Wang LiQiang, Li CuiFeng
Department of Biochemistry and Molecular Biology, College of Life Science, Nankai University, Weijin Road 94, Tianjin, 300071, China,
Biotechnol Lett. 2014 Oct;36(10):1963-9. doi: 10.1007/s10529-014-1577-3. Epub 2014 Jun 15.

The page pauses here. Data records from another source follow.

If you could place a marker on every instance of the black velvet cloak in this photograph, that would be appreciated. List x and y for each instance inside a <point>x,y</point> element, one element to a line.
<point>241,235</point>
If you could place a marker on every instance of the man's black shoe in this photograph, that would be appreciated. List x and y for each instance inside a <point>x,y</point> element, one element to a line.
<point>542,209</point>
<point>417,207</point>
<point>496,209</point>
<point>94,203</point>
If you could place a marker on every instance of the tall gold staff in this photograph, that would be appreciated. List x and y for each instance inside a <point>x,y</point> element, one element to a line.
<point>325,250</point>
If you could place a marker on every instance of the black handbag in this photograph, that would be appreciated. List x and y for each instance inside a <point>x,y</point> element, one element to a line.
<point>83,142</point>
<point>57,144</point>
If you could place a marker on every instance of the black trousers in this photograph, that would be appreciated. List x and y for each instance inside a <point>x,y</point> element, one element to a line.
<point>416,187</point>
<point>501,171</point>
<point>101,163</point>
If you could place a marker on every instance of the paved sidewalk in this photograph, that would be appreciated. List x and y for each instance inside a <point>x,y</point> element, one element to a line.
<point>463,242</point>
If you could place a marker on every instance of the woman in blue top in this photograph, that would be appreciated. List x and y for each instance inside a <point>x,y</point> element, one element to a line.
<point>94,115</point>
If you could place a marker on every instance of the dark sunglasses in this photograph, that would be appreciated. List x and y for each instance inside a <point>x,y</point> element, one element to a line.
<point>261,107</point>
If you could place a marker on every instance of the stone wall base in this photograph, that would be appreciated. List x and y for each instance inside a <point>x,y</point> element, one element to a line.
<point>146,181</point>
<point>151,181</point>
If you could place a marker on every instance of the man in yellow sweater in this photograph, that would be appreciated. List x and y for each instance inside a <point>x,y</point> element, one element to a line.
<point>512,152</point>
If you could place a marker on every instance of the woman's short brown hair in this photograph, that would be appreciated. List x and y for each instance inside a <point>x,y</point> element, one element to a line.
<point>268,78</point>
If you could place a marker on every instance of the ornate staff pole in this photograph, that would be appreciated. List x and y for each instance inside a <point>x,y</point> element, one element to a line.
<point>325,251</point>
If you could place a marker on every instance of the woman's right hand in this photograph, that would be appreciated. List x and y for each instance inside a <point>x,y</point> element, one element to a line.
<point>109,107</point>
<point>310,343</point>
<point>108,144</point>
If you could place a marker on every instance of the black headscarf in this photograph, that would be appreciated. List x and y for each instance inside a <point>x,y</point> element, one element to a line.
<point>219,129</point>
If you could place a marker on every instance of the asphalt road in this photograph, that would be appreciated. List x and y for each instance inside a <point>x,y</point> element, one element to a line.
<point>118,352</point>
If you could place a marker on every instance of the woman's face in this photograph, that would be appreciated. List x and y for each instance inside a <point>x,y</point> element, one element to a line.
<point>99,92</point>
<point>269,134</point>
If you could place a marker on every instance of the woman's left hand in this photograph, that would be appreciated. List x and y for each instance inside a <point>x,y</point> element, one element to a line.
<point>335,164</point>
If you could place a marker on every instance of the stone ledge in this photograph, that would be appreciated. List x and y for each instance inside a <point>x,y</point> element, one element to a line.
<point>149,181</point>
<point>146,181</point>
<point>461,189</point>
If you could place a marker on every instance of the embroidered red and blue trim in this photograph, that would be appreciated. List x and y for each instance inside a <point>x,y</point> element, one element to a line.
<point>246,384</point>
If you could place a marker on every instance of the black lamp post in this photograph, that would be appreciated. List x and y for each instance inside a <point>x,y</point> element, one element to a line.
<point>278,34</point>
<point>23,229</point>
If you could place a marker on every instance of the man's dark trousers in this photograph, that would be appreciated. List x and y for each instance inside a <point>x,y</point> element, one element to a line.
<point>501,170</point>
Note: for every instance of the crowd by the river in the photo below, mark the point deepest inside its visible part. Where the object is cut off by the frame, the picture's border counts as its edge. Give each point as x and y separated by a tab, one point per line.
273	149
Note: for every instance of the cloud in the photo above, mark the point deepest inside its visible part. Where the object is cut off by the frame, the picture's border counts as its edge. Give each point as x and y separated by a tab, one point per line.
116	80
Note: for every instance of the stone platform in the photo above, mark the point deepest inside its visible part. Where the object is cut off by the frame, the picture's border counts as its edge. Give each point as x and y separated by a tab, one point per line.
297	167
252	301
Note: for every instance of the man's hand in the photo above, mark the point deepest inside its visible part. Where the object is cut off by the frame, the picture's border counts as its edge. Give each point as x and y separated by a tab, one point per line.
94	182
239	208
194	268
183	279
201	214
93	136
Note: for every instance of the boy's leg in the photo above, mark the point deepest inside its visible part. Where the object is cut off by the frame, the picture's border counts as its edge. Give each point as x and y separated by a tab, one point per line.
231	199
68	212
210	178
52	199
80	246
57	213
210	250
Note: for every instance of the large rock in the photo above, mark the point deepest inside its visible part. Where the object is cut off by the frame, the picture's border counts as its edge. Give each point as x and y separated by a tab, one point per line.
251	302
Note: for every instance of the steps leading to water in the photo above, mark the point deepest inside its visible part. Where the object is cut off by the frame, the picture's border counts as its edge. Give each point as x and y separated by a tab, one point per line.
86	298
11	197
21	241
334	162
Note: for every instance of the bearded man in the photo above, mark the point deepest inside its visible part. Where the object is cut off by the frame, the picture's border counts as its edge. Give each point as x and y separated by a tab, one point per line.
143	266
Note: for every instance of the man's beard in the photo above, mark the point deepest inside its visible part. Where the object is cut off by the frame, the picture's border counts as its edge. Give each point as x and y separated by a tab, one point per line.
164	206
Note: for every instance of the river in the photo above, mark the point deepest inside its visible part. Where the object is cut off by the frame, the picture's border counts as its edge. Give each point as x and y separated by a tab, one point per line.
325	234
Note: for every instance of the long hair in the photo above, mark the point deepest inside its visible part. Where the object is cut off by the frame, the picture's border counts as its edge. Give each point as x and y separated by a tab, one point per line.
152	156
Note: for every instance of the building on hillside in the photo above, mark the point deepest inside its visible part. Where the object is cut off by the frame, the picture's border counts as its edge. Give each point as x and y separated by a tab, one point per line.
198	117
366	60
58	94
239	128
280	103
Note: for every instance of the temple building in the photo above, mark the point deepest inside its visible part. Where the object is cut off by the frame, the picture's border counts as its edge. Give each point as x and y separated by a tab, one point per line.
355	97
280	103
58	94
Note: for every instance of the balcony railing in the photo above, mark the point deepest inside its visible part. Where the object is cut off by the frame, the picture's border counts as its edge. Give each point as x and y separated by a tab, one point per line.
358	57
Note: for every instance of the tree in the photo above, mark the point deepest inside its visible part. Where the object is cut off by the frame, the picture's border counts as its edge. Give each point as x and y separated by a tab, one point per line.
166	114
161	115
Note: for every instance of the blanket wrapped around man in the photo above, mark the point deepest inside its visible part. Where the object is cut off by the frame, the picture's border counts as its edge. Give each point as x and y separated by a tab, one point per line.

A genetic algorithm (GA) coupled with multiple linear regression (MLR) was used to extract useful features from amino acids and g-gap dipeptides for distinguishing between thermophilic and non-thermophilic proteins. The method was trained by a benchmark dataset of 915 thermophilic and 793 non-thermophilic proteins. The method reached an overall accuracy of 95.4 % in a Jackknife test using nine amino acids, 38 0-gap dipeptides and 29 1-gap dipeptides. The accuracy as a function of protein size ranged between 85.8 and 96.9 %. The overall accuracies of three independent tests were 93, 93.4 and 91.8 %. The observed results of detecting thermophilic proteins suggest that the GA-MLR approach described herein should be a powerful method for selecting features that describe thermostabile machines and be an aid in the design of more stable proteins.
将遗传算法(GA)与多元线性回归(MLR)相结合,用于从氨基酸和g-间隔二肽中提取有用特征,以区分嗜热蛋白和非嗜热蛋白。该方法通过包含915个嗜热蛋白和793个非嗜热蛋白的基准数据集进行训练。在使用9种氨基酸、38个0-间隔二肽和29个1-间隔二肽的留一法测试中,该方法的总体准确率达到了95.4%。准确率作为蛋白质大小的函数,范围在85.8%至96.9%之间。三项独立测试的总体准确率分别为93%、93.4%和91.8%。检测嗜热蛋白的观察结果表明,本文所述的GA-MLR方法应该是一种强大的方法,用于选择描述热稳定机制的特征,并有助于设计更稳定的蛋白质。